The other New Testament readings that we have heard this morning testify to events that happened after the resurrection: that Jesus appeared to the disciples, wounded but alive, a physical body; that he ate and drank with them, and that he commissioned them to share the good news with all the world. The Scripture takes us from keeping silence in fear to speaking out and proclaiming the resurrection. (You know, Bishop, we really should be reading them in reverse order).

Peter embodies this transformation, from the man who cowered in the courtyard and denied knowing Jesus, to the powerful and courageous preacher whose words we hear in Acts:  “They put him to death by hanging him on a tree; but God raised him on the third day and allowed him to appear, not to all the people but to us who were chosen by God as witnesses, and who ate and drank with him after he rose from the dead. He commanded us to preach to the people and to testify that he is the one ordained by God as judge of the living and the dead. All the prophets testify about him that everyone who believes in him receives forgiveness of sins through his name.” (Acts 10:39-43)

Today we celebrate Easter, but that doesn’t negate the experience of Holy Week that we have already come through. It does, however, point us to the possibility that whatever Holy Week times we might encounter, there is always the hope of Easter on the other side.
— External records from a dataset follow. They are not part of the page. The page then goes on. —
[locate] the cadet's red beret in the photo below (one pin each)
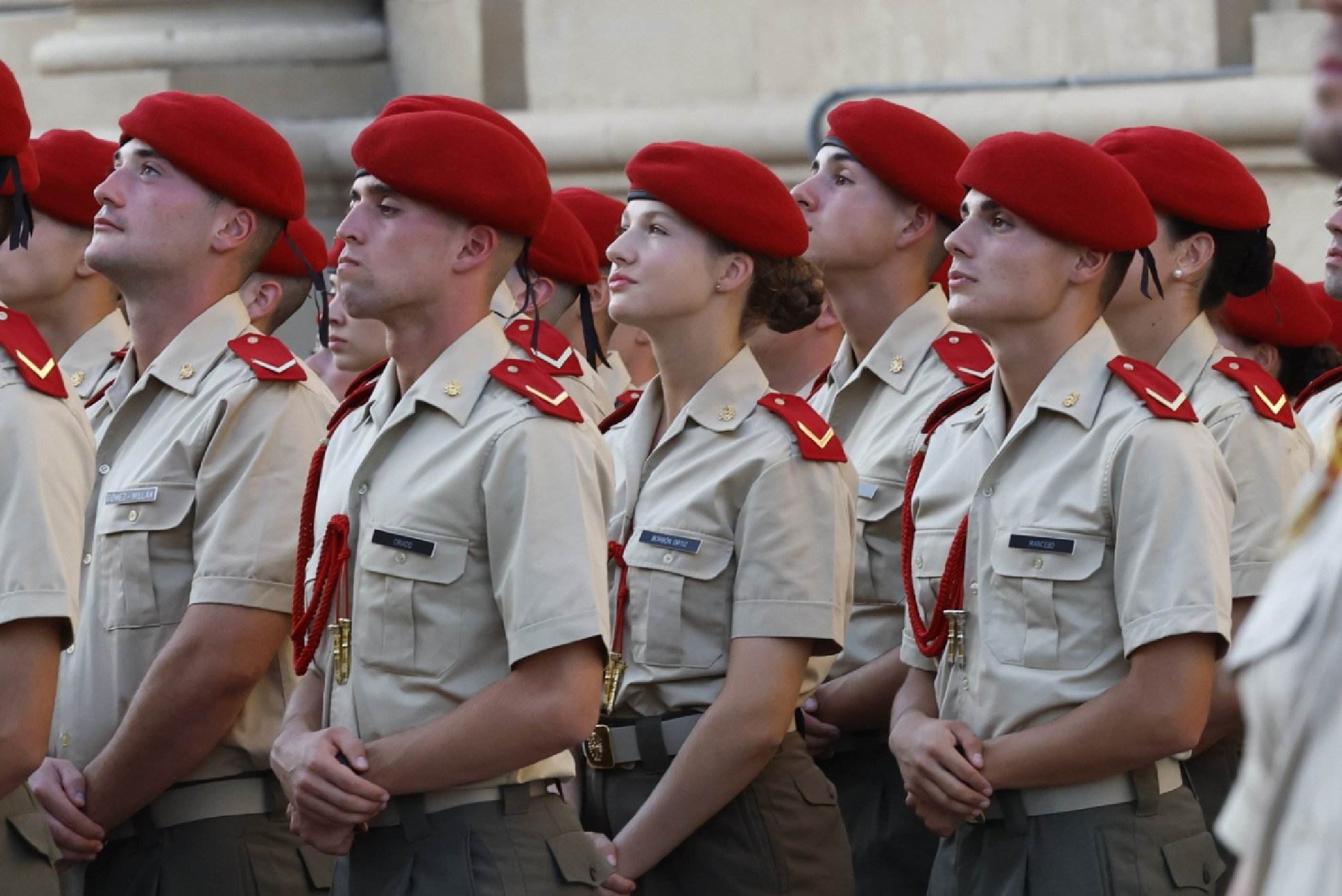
(562, 251)
(223, 148)
(599, 215)
(15, 131)
(435, 102)
(1063, 187)
(1284, 314)
(460, 163)
(76, 163)
(281, 260)
(1189, 176)
(725, 192)
(1333, 309)
(914, 155)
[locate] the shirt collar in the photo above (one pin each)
(1188, 357)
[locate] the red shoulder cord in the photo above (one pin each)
(950, 596)
(309, 617)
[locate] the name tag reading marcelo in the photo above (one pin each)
(133, 496)
(673, 542)
(1043, 544)
(403, 542)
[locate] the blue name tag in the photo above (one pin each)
(132, 496)
(1043, 544)
(673, 542)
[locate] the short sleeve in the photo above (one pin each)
(795, 546)
(1172, 500)
(46, 479)
(248, 494)
(545, 490)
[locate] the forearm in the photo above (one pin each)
(862, 699)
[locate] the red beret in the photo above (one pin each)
(1189, 176)
(1333, 309)
(76, 163)
(914, 155)
(460, 163)
(434, 102)
(1284, 314)
(725, 192)
(15, 131)
(223, 148)
(1063, 187)
(281, 260)
(562, 251)
(599, 215)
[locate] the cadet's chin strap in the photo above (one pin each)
(324, 299)
(22, 227)
(1149, 273)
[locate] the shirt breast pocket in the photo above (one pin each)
(1042, 611)
(878, 579)
(145, 563)
(686, 596)
(404, 607)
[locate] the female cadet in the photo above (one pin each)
(1212, 242)
(732, 546)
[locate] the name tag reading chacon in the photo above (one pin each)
(132, 496)
(403, 542)
(673, 542)
(1043, 544)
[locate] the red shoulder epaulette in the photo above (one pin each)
(819, 382)
(815, 437)
(1161, 395)
(268, 357)
(967, 356)
(552, 348)
(1259, 384)
(537, 387)
(624, 407)
(37, 365)
(1317, 386)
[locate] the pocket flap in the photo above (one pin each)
(579, 860)
(145, 508)
(878, 498)
(396, 550)
(1193, 861)
(1041, 553)
(679, 552)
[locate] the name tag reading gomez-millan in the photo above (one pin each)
(403, 542)
(673, 542)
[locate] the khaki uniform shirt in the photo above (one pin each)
(1284, 814)
(499, 517)
(1266, 459)
(728, 533)
(1319, 411)
(197, 500)
(89, 364)
(46, 477)
(878, 408)
(1094, 529)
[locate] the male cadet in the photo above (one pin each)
(77, 310)
(799, 362)
(879, 203)
(1063, 632)
(285, 278)
(560, 265)
(456, 604)
(1285, 808)
(44, 483)
(169, 702)
(600, 218)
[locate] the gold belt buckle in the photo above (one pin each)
(598, 750)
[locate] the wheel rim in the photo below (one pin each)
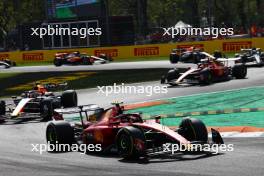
(45, 110)
(125, 145)
(51, 135)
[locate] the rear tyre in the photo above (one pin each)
(46, 109)
(125, 141)
(2, 108)
(86, 61)
(174, 58)
(59, 132)
(69, 99)
(239, 71)
(173, 74)
(163, 80)
(193, 130)
(57, 62)
(206, 77)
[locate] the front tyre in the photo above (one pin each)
(193, 130)
(46, 109)
(57, 62)
(130, 143)
(2, 108)
(206, 77)
(69, 99)
(59, 132)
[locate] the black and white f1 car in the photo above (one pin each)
(77, 58)
(252, 56)
(208, 71)
(190, 55)
(39, 102)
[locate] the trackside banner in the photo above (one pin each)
(137, 51)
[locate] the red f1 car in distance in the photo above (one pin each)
(39, 102)
(77, 58)
(127, 134)
(209, 70)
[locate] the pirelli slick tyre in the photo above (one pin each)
(174, 58)
(2, 108)
(126, 142)
(87, 61)
(59, 132)
(206, 77)
(69, 99)
(239, 71)
(46, 109)
(173, 74)
(193, 130)
(57, 62)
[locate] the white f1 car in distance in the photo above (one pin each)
(6, 63)
(253, 56)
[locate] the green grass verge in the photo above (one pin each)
(14, 84)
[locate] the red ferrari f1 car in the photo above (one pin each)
(128, 134)
(208, 70)
(39, 102)
(77, 58)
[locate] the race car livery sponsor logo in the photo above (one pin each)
(200, 46)
(108, 52)
(147, 51)
(236, 46)
(4, 56)
(33, 56)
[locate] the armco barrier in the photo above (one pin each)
(137, 51)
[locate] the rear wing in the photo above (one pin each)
(78, 109)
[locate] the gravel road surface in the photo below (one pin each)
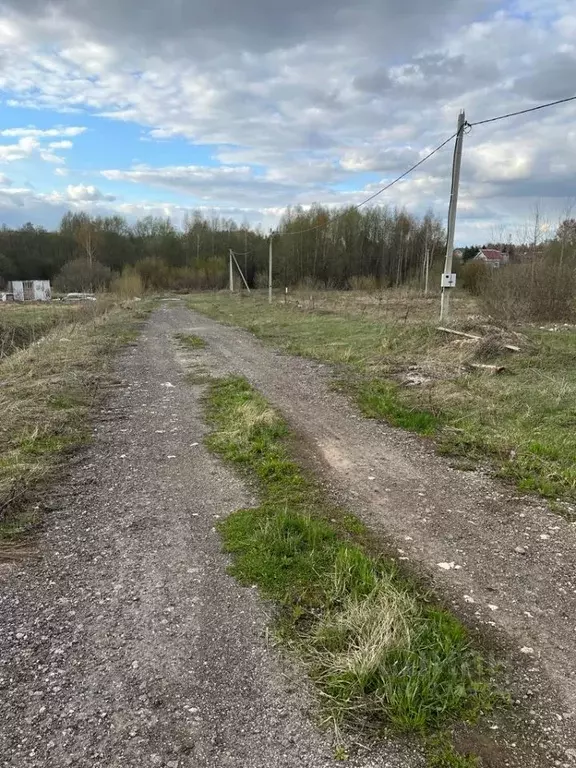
(503, 560)
(123, 642)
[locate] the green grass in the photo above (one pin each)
(522, 422)
(23, 324)
(190, 341)
(47, 396)
(379, 652)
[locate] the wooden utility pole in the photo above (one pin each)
(270, 256)
(445, 300)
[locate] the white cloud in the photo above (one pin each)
(60, 145)
(32, 142)
(299, 98)
(10, 153)
(39, 133)
(86, 194)
(51, 157)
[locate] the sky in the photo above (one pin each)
(160, 107)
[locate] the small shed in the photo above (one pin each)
(31, 290)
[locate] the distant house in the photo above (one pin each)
(30, 290)
(491, 257)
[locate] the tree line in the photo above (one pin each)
(320, 246)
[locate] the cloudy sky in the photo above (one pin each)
(247, 106)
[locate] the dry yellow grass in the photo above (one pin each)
(46, 392)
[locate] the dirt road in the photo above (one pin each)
(123, 642)
(504, 560)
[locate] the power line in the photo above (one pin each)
(523, 111)
(376, 194)
(466, 125)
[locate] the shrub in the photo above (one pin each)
(536, 291)
(82, 275)
(368, 283)
(128, 285)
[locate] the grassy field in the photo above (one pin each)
(22, 324)
(399, 367)
(381, 654)
(47, 391)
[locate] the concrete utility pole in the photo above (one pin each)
(446, 281)
(270, 269)
(240, 271)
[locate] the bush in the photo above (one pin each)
(204, 274)
(536, 291)
(128, 285)
(367, 283)
(82, 275)
(473, 276)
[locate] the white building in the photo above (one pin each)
(31, 290)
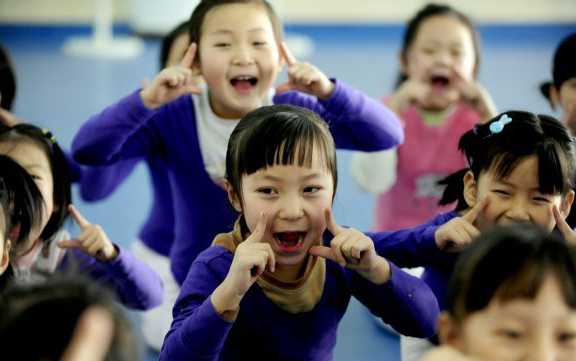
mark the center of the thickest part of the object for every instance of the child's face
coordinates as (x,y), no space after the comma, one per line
(516,198)
(239,58)
(521,329)
(442,48)
(294,199)
(30,156)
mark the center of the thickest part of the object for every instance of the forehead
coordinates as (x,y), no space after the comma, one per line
(445,29)
(234,18)
(27,153)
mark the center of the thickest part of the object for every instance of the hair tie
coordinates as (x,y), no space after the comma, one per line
(49,135)
(498,126)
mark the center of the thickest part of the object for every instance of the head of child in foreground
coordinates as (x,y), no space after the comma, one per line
(562,90)
(440,46)
(37,152)
(513,297)
(238,52)
(37,321)
(20,207)
(521,164)
(281,160)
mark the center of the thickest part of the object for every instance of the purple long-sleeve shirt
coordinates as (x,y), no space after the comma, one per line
(128,130)
(416,247)
(263,331)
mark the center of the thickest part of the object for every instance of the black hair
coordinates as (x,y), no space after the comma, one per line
(199,15)
(168,41)
(21,206)
(277,134)
(38,320)
(526,135)
(507,263)
(428,11)
(58,164)
(7,80)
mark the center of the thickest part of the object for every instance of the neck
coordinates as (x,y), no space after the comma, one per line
(288,273)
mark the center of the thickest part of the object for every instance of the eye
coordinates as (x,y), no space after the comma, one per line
(267,191)
(312,189)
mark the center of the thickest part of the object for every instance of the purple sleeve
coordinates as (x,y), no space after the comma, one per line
(135,284)
(357,122)
(404,302)
(198,332)
(412,247)
(118,132)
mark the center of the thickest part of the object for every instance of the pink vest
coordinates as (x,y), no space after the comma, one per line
(427,155)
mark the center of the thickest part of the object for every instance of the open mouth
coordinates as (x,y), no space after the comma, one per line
(290,241)
(243,83)
(440,82)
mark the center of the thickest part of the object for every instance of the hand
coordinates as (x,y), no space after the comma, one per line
(460,231)
(304,77)
(92,239)
(172,82)
(474,94)
(353,249)
(414,91)
(569,117)
(447,353)
(92,336)
(563,227)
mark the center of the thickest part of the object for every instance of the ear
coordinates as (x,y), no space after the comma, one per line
(566,204)
(449,331)
(232,197)
(555,96)
(5,260)
(470,188)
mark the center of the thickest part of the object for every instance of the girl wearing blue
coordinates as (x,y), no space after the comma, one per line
(277,286)
(49,248)
(521,169)
(236,45)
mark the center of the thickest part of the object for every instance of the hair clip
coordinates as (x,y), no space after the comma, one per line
(49,135)
(498,126)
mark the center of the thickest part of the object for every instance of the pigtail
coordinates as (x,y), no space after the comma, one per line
(454,190)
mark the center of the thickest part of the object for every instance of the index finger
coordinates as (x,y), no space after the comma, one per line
(331,224)
(79,218)
(188,59)
(475,211)
(258,233)
(290,59)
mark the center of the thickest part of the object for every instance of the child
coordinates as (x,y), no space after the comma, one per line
(236,46)
(522,168)
(37,321)
(45,250)
(511,308)
(562,90)
(438,100)
(281,178)
(20,206)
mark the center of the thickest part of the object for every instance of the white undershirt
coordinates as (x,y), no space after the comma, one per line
(213,134)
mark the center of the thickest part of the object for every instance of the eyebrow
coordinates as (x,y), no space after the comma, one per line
(227,31)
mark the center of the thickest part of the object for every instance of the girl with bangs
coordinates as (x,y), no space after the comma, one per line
(511,308)
(521,169)
(277,286)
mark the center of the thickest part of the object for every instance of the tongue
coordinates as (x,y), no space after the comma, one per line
(289,237)
(242,85)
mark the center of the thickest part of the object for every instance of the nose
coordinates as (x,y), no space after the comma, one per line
(242,56)
(517,211)
(291,209)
When have you walked the way of the cross, the journey from Holy Week to Easter? A serious illness, treatment, and recovery. A disastrous fire, loss, uncertainty about the future, a new beginning. A death that changes all of life, and the gradual emergence of new possibilities and opportunities. Life is full of Holy Weeks, small and great, but the good news of the resurrection is always there to remind us that Good Friday is followed by Easter, that death doesn’t have the last word, that our God is the God of the living, not of the dead, that Jesus is alive, that the world has changed forever. Alleluia, Christ is risen. The Lord is risen indeed, Alleluia!